As The Gritty Berkshires makes clear, Massachusetts' westernmost county is not just art museums, music festivals and beautiful scenery. For generations of working class families who have lived in the northern part of this county, their reality looks more like Rust Belt America.
Maynard Seider, an activist sociologist who has taught and researched in the area for more than three decades, places the history of the North Berkshire region in the context of U.S. and global history. Through the use of oral histories, union archives, newspaper accounts and participant observation, the author focuses on the 1,000 men who built the nation's longest railroad tunnel, the thousands of men and women who worked in its textile mills and electronics factories and who struck, built worker co-ops, and community coalitions to improve their daily lives.
In this history, we learn how the Berkshires offer insight into so many crucial aspects of the American experience. Moving from the early 1800s to the present, Seider weaves a narrative that details the area's vibrant immigrant history, slavery's role in its textile industry, the battle for national unions and the ideological struggles with corporate elites over who best speaks for the community. Enriched by dozens of photographs, these stories focus on the voices of ordinary people as they often do extraordinary things.

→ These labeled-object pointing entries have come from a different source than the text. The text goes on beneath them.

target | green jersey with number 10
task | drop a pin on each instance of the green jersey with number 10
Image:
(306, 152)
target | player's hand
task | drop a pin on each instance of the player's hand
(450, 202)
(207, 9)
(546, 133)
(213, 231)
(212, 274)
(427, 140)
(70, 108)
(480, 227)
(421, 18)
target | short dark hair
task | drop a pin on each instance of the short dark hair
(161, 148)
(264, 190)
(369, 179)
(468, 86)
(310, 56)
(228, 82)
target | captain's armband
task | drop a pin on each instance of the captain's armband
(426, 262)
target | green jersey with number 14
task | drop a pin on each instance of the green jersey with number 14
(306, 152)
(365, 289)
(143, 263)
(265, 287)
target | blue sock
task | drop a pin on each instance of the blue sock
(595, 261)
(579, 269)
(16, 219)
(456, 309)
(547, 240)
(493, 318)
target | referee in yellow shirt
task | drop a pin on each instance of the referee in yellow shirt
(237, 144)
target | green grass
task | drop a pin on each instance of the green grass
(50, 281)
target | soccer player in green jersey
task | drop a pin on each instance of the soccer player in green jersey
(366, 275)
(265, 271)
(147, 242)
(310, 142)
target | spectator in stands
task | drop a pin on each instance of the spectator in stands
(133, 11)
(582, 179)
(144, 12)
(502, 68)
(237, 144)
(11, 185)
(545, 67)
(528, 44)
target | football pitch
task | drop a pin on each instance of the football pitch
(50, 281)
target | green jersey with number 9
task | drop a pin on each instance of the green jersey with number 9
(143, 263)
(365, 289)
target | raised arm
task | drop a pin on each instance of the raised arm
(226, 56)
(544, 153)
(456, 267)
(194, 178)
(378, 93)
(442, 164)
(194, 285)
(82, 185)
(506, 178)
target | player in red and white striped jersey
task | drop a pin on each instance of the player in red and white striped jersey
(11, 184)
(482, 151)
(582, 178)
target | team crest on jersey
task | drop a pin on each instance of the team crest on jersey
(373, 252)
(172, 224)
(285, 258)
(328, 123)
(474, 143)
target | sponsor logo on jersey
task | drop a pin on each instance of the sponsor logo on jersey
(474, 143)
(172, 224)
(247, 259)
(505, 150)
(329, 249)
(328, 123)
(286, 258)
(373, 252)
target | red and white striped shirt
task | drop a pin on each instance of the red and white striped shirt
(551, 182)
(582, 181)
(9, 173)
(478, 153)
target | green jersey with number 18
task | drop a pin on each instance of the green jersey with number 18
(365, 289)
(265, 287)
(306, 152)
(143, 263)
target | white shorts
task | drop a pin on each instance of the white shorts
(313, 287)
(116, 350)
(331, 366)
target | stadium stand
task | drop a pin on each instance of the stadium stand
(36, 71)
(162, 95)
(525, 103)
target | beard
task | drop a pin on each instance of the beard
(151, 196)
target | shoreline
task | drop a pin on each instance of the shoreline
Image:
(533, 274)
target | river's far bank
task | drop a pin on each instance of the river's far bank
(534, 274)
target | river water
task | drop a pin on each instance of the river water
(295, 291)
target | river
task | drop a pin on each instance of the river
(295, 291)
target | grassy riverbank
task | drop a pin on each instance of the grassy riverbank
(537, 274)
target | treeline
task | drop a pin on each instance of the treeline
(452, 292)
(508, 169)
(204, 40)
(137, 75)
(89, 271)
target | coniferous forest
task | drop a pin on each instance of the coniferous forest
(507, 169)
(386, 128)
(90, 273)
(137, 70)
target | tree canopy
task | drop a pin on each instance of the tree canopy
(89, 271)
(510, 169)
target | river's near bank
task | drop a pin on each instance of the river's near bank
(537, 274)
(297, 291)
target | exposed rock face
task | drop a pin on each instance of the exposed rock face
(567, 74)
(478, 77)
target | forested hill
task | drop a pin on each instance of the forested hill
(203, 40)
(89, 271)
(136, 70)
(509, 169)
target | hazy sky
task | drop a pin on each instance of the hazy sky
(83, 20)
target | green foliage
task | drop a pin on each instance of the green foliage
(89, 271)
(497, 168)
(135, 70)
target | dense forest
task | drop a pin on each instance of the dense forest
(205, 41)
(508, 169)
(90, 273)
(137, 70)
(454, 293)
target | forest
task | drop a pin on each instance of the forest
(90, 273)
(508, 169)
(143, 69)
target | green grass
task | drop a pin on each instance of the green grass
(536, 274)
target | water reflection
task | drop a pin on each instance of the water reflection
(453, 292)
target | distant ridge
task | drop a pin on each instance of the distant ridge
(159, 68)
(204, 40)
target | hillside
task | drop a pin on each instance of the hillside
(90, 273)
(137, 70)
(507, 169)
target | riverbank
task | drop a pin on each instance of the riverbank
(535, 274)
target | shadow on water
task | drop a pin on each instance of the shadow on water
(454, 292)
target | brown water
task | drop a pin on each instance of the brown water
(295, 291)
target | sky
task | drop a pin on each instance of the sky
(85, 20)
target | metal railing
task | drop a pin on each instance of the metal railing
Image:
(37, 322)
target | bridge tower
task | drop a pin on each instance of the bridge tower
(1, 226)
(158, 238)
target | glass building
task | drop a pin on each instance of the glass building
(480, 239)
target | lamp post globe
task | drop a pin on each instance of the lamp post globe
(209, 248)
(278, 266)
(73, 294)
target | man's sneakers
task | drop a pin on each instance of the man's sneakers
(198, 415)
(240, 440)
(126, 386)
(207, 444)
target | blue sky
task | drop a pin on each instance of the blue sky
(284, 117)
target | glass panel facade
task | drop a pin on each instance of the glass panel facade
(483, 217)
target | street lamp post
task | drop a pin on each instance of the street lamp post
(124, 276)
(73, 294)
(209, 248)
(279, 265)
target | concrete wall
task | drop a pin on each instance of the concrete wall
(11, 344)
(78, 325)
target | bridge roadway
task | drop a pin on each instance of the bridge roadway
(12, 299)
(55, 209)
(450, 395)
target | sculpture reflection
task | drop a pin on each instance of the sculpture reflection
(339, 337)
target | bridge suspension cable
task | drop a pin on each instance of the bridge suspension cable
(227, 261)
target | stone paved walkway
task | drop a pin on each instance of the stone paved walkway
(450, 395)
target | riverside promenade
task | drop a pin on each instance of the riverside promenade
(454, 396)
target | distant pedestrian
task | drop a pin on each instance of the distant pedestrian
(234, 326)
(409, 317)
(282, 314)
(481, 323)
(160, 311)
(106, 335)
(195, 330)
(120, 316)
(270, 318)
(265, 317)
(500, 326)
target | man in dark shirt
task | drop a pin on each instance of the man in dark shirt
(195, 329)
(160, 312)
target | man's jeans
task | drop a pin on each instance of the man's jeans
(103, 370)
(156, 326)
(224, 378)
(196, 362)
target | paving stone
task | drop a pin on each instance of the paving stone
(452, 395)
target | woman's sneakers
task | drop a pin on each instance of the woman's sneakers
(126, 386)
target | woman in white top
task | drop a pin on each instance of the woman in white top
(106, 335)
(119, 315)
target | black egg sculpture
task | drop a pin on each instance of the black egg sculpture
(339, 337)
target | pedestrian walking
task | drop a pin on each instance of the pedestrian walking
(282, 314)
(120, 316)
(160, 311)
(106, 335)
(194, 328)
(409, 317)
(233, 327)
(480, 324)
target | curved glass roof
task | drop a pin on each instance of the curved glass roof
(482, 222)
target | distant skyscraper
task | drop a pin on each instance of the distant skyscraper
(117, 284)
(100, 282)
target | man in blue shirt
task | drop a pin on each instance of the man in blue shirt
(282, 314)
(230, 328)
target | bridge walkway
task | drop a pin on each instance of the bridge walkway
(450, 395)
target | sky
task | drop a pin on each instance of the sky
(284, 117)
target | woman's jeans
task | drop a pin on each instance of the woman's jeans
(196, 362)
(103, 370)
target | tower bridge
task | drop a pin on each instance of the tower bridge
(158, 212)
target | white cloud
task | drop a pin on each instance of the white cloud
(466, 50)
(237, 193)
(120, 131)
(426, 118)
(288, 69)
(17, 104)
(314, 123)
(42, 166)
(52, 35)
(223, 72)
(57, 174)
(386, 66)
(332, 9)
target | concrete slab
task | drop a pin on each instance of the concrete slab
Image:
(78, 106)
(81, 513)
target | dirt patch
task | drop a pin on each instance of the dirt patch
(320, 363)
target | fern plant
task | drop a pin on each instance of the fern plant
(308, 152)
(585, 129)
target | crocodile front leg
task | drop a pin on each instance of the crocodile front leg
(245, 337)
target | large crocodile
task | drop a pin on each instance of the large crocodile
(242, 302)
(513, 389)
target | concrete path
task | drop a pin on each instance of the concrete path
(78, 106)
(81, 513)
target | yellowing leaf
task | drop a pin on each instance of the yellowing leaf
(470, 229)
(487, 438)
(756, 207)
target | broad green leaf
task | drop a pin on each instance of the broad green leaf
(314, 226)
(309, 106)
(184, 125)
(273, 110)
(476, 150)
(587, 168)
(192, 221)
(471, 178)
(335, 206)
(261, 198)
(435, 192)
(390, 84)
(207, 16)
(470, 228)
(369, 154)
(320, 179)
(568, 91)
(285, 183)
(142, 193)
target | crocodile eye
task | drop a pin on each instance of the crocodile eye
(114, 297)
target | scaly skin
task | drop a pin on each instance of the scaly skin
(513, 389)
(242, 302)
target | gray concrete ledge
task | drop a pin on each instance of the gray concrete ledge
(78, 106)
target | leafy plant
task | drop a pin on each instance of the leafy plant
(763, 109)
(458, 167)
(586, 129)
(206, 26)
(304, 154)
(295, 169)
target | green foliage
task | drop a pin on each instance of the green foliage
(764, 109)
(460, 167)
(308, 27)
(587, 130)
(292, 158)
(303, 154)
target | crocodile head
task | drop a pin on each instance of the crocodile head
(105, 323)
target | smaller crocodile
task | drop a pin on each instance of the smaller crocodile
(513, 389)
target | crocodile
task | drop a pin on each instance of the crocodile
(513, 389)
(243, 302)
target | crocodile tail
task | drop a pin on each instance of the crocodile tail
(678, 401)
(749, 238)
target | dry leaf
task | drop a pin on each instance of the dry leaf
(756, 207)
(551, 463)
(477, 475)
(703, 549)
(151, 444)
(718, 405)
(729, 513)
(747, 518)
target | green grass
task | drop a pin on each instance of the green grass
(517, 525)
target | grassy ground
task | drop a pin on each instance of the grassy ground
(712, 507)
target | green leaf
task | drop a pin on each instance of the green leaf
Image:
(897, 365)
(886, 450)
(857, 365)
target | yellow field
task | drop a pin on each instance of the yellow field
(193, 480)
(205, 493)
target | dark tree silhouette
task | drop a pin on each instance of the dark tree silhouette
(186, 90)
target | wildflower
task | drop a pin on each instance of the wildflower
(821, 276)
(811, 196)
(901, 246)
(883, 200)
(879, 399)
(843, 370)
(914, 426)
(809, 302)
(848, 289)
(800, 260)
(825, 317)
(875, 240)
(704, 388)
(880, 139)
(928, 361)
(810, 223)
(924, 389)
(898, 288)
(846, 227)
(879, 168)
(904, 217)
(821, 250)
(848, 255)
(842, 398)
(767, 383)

Seider concludes his book by considering the question of "What's next?" through a case study of the Massachusetts Museum of Contemporary Art (MASS MoCA). These brick buildings which housed generations of blue and white collar workers until 1986 now attract tourists to the country's largest contemporary art collection. Yet the unanswered question remains, can a tourist-service economy provide a meaningful and economically sustainable life for its residents? The Gritty Berkshires' last section deals with this question both nationally and locally, exploring diverse responses amidst the nation's growing inequality, militarism and cutbacks in social services.